Eoin Morgan seeks series win as nation licks its wounds

England's increasingly proficient one-day side might well offer a beacon of hope for those looking for a distraction this week. England cricket fans knew the meaning of omnishambles long before it was added to the dictionary and might regard it as something of a perversity that, after the country's footballers were put on ice by the smallest nation at Euro 2016 and as politicians continue exploring the realms beyond satire, it is their sport that provides a fleeting opportunity for optimism.

It is not so long ago that England's ODI players were sent packing from a major tournament to the accompaniment of boos and hisses, of course. Eoin Morgan is periodically asked to reflect on how far England have come since the 2015 World Cup and his responses to how the culture of the limited-overs teams has been changed, and where they can continue to improve, are typically well-rehearsed and emotion-free. Is it a stretch to suggest his cool captaincy and emphasis on collective enjoyment feels ever-so-slightly Icelandic?

Morgan is no football fan, however, and England are one of the most well-resourced teams in cricket, so it is hard to make theirs an underdog story - no matter how mangy their one-day performances have been over the last couple of decades. England's captain, who perhaps took slightly more of an interest during Ireland's Euro 2016 defeat on Sunday, did concede that "emotions are probably running high with everybody around the country at the moment" but stopped short of endorsing the appointment of an Australian as Roy Hodgson's successor.

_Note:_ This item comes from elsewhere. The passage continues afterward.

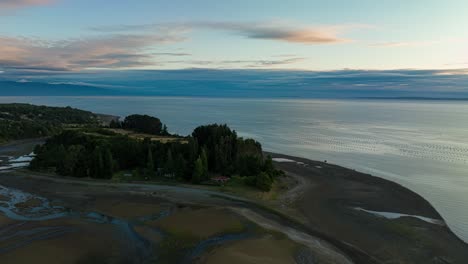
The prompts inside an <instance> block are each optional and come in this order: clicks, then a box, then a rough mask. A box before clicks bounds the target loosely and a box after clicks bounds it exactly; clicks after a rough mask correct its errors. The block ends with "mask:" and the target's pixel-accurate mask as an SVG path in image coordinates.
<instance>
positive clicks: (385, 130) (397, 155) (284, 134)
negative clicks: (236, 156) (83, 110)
mask: <svg viewBox="0 0 468 264" xmlns="http://www.w3.org/2000/svg"><path fill="white" fill-rule="evenodd" d="M0 102H29V103H34V104H46V105H54V106H67V105H70V106H73V107H77V108H82V109H86V110H91V111H95V112H99V113H108V114H115V115H119V116H125V115H128V114H132V113H144V114H150V115H155V116H158V117H159V118H161V119H162V120H163V121H164V122H165V123H167V125H168V126H169V128H170V130H171V132H176V133H179V134H182V135H186V134H189V133H190V132H191V130H192V129H193V128H194V127H196V126H198V125H200V124H206V123H228V124H229V125H230V126H231V127H233V128H235V129H236V130H237V131H238V132H239V134H240V135H242V136H245V137H253V138H255V139H257V140H259V141H260V142H261V143H262V144H263V145H264V147H265V149H267V150H269V151H275V152H281V153H284V154H290V155H296V156H301V157H305V158H310V159H315V160H328V161H329V162H332V163H336V164H340V165H343V166H347V167H350V168H353V169H357V170H360V171H364V172H368V173H372V174H374V175H377V176H380V177H383V178H387V179H390V180H392V181H395V182H398V183H400V184H402V185H404V186H406V187H408V188H410V189H412V190H414V191H416V192H417V193H419V194H420V195H422V196H423V197H424V198H426V199H427V200H429V202H430V203H431V204H432V205H434V207H435V208H436V209H437V210H438V211H439V213H440V214H441V215H442V216H443V217H444V219H445V220H446V223H447V224H448V226H449V227H450V228H451V229H452V230H453V231H454V232H455V233H456V234H457V235H458V236H459V237H461V238H462V239H464V240H465V241H468V177H467V174H468V141H467V140H466V139H467V138H468V104H467V103H466V102H453V101H451V102H443V101H437V102H433V101H431V102H426V101H396V100H392V101H385V100H380V101H372V100H362V101H358V100H356V101H351V100H348V101H334V100H280V99H274V100H266V99H265V100H261V99H255V100H254V99H215V98H211V99H205V98H155V97H144V98H143V97H130V98H125V97H117V98H116V97H114V98H112V97H3V98H1V97H0Z"/></svg>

Coincidentally, Hodgson watched England's cricketers train the last time they prepared for a match at The Oval (one they lost by an innings to Australia) but he has now joined Peter Moores and Stuart Lancaster in the most recent ranks of English coaching disaster. Morgan was more interested in Eddie Jones' success in turning around the rugby team - "it's been phenomenal to watch a whitewash against Australia on home soil" - but eventually talk turned to his ongoing project alongside Trevor Bayliss in improving England's ODI stocks.

A tie at Trent Bridge, where Liam Plunkett's last-ball six salvaged a game that appeared lost, was followed by more consummate displays in both disciplines at Edgbaston and another solid bowling performance, before the rain arrived to wipe out any chance of a result at Bristol. That means England still need to win one of the final two matches to secure the series - and they may come up against the weather again at The Oval, with a poor forecast for the afternoon.

"It's very important we work hard, they are a strong side, we don't take them for granted," Morgan said. "The series still stands at 1-0, given we've played some really good cricket and not been able to capitalise because of the weather. Tomorrow again it is going to be tough to get it to that point but it's important to emphasise the hard work that needs to be put in."

As England have broken records with regularity over the last 12 months, it has been the batsmen that have taken the plaudits - most recently with Alex Hales and Jason Roy knocking off the highest successful chase for a team winning by ten wickets.

However, the bowling has stood out so far in this series, with Sri Lanka limited to totals of 286 for 9, 254 for 7 and 248 for 9. England have got by on five specialist bowlers in each match, with Joe Root contributing three overs of back-up spin, and while Morgan said he would prefer to have more options - such as when Ben Stokes has been fit to play as an allrounder in the top six - results had been encouraging.

"At the moment it has worked, ideally we would have more but our strength has been our batting and to stick with that sends quite a lot of confidence through the changing room," Morgan said of the team's balance.

"It throws it over to the bowlers, more responsibility on them and they have done pretty well with it. Sometimes if you go in with six out-and-out bowlers it can be off the pace a little bit, when you pack your team with batters and if they play poorly you wonder if they rely too much on other people. It's a balance you just have to stay with what you feel is right for the team."

England have become more accustomed to viewing the limited-overs formats as a squad game and Morgan said there were still plenty of options to consider ahead of next year's Champions Trophy. Steven Finn has yet to play a game in the series - in part thanks to Liam Plunkett's strong form - and Stuart Broad's name continues to linger at edge of selectoral discussions.

Meanwhile, a combination of poor batting, good batting (from Hales and Roy) and poor weather, means that Morgan, Root and Jonny Bairstow have had little opportunity for time in the middle. For that reason, as well as the desire to avoid going to Cardiff still only 1-0 up, England will hope the rain stays away over south London on Wednesday. As Hodgson, who led his team through a perfect qualifying campaign for Euro 2016, would attest, you can never be too well prepared for the challenges ahead.

"There is a lot of talk going into tournaments about knowing your best 11 but its more than that. A guy goes down in the first game, must-win, it's more than having 11 - it's how big your squad is. When you turn to guys at certain stages of a tournament you have got to be able to trust them, it's not just your best team, but best squad."